Ford to New York: Drop dead, you filthy, egg-sucking dogs. I will dine on your rotting carcasses. (Photo by David Hume Kennerly.)
With the aid of the fun book, New York Year by Year: A Chronology of the Great Metropolis by Jeffrey A. Kroessler, I previously presented you with the ten most amazing historical moments in NYC in 1906 and 1967. Before I return the book to my shelf, I go to it one last time to help me present the biggest and best in NYC for 1975.
- The Daily News ran its most famous headline: “Ford to City: Drop Dead.”

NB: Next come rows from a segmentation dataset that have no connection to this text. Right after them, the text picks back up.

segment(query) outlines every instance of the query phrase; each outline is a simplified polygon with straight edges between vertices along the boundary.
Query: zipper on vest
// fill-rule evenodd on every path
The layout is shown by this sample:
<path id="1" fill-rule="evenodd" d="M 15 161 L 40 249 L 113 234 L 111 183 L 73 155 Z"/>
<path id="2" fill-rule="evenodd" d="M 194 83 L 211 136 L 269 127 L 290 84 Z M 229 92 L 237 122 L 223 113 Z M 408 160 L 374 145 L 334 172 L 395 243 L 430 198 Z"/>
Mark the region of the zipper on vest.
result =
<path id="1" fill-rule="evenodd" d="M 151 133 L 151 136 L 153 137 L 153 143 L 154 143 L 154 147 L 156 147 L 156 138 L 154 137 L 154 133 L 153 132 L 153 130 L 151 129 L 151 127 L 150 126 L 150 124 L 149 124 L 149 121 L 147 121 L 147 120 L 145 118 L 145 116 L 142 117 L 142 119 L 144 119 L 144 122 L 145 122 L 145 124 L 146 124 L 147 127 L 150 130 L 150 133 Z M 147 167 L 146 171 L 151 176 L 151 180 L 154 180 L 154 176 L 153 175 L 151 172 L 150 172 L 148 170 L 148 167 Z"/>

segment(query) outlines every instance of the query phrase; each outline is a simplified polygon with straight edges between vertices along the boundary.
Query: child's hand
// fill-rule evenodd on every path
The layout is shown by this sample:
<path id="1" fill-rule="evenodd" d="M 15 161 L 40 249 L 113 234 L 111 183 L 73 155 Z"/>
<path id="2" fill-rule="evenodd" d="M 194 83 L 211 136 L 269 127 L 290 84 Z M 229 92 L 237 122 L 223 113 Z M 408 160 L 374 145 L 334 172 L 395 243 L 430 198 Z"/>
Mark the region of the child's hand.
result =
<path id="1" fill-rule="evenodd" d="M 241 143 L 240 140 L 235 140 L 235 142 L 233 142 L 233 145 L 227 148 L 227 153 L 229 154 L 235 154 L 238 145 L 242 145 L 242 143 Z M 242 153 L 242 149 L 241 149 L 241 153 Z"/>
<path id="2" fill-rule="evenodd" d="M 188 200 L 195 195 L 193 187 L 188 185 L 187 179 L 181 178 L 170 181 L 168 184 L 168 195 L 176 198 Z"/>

- Beverly Sills made her Metropolitan Opera debut.
- The subway fare rose from 35 cents to 50 cents.
- Elizabeth Ann Seton becomes the first New Yorker to be a canonized saint.
- E.L. Doctorow published His greatest novel, Ragtime.
- Playwrights Horizon moved to a former porno theater on Ninth Avenue.
- The FALN Puerto Rican terrorist group planted a bomb in Fraunces Tavern.
- Sanitation workers went on strike.
- Illuminated advertisements appeared for the first time on taxis.
- The Urban Development Corporation defaulted on more than $100 million in bond anticipation notes, starting in earnest the city’s fiscal crisis.